Special interim dividend


For the financial year ending 31 August 2002, a third interim dividend of 1.55p
per Ordinary Share was declared on 11 July 2002 and which will be paid on 30
August 2002. The Directors intend that a further interim dividend will paid to
all Shareholders on the register at the close of business on 27 August 2002.




The Roll-over Funds


INVESCO Income Growth Trust plc


INVESCO Income Growth Trust is an investment trust company launched in 1996 and
which is listed on the Official List. It has a simple capital structure with
only ordinary shares in issue. Gearing is achieved through bank borrowings and,
following their issue, the INVESCO Income Growth Trust CULS. As at 31 July 2002,
it had gross assets of £92,973,098.17 and borrowings of £11,635,000. During the
year ended 31 March 2002, INVESCO Income Growth Trust secured a £5 million three
year term loan.
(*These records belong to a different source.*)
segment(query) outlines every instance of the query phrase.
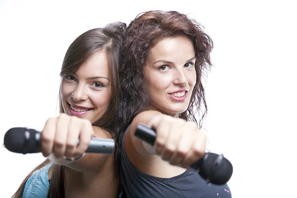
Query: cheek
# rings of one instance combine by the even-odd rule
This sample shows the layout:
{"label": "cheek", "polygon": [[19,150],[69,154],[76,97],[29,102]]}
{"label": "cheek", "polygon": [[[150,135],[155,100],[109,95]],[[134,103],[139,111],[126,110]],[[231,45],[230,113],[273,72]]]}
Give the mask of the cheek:
{"label": "cheek", "polygon": [[111,92],[110,90],[102,92],[93,97],[94,104],[98,109],[106,109],[110,104]]}
{"label": "cheek", "polygon": [[189,75],[189,83],[192,87],[194,87],[196,84],[197,76],[196,72],[191,72]]}
{"label": "cheek", "polygon": [[62,83],[61,85],[61,98],[62,99],[66,98],[68,95],[71,95],[73,92],[72,86],[68,83]]}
This loan bears interest at a fixed rate of 5.58 per cent.


INVESCO Income Growth Trust seeks to provide shareholders with long term growth
in both income and capital from an above-average yielding portfolio, comprising
UK equities and equity-related securities. In managing the company's portfolio,
the investment manager seeks to achieve a total return in excess of the total
return on the FTSE Actuaries All-Share Index.


Shareholders are being offered Ordinary Shares and/or CULS in INVESCO Income
Growth Trust.


INVESCO Income Growth Trust Ordinary Shares


The INVESCO Income Growth Trust Ordinary Shares are entitled to all dividends
paid by INVESCO Income Growth Trust after deducting such expenses (including any
interest payable) that are charged to the revenue account. On a winding-up,
INVESCO Income Growth Trust Ordinary Shares are also entitled to receive the
surplus assets available after repaying any bank borrowings and, following their
issue, the redemption of the CULS.


INVESCO Income Growth Trust CULS


The INVESCO Income Growth Trust CULS are intended to offer investors a fixed
income of 4.75 per cent. per annum (subject to any deduction or withholding
required by law), together with capital repayment at par on 1 October 2009.
Interest on the CULS will be payable semi-annually in arrears on 1 October and 1
April in each year. The first payment of interest will be made on 1 April 2003
covering the period from the first date the INVESCO Income Growth Trust CULS are
issued to 1 April 2003.


Holders of INVESCO Income Growth Trust CULS may elect to convert their INVESCO
Income Growth Trust CULS into INVESCO Income Growth Trust Ordinary Shares during
the month of July in each year from 2006 to 2009. The rate of conversion will be
set at a premium of 18 per cent. to the middle market closing price of the
INVESCO Income Growth Trust Ordinary Shares (as derived from the Official List)
on the London Stock Exchange dealing day immediately prior to the issue of the
INVESCO Income Growth Trust CULS (subject to any future adjustment to the
conversion rate pursuant to the terms of the trust deed constituting the INVESCO
Income Growth Trust CULS).




The INVESCO Income Growth Trust CULS will be listed on the Official List and
traded on the London Stock Exchange. The INVESCO Income Growth Trust CULS are
expected to be illiquid and holders may therefore find it difficult to realise
their investment in INVESCO Income Growth Trust CULS through a market disposal.


UK Recovery Fund


INVESCO Perpetual UK Recovery Fund is being launched as an authorised UK unit
trust. The UK Recovery Fund's portfolio will be managed by Ian Carstairs, the
manager responsible for the Company. It is expected that the UK Recovery Fund
will have been launched by the date on which the Scheme becomes effective.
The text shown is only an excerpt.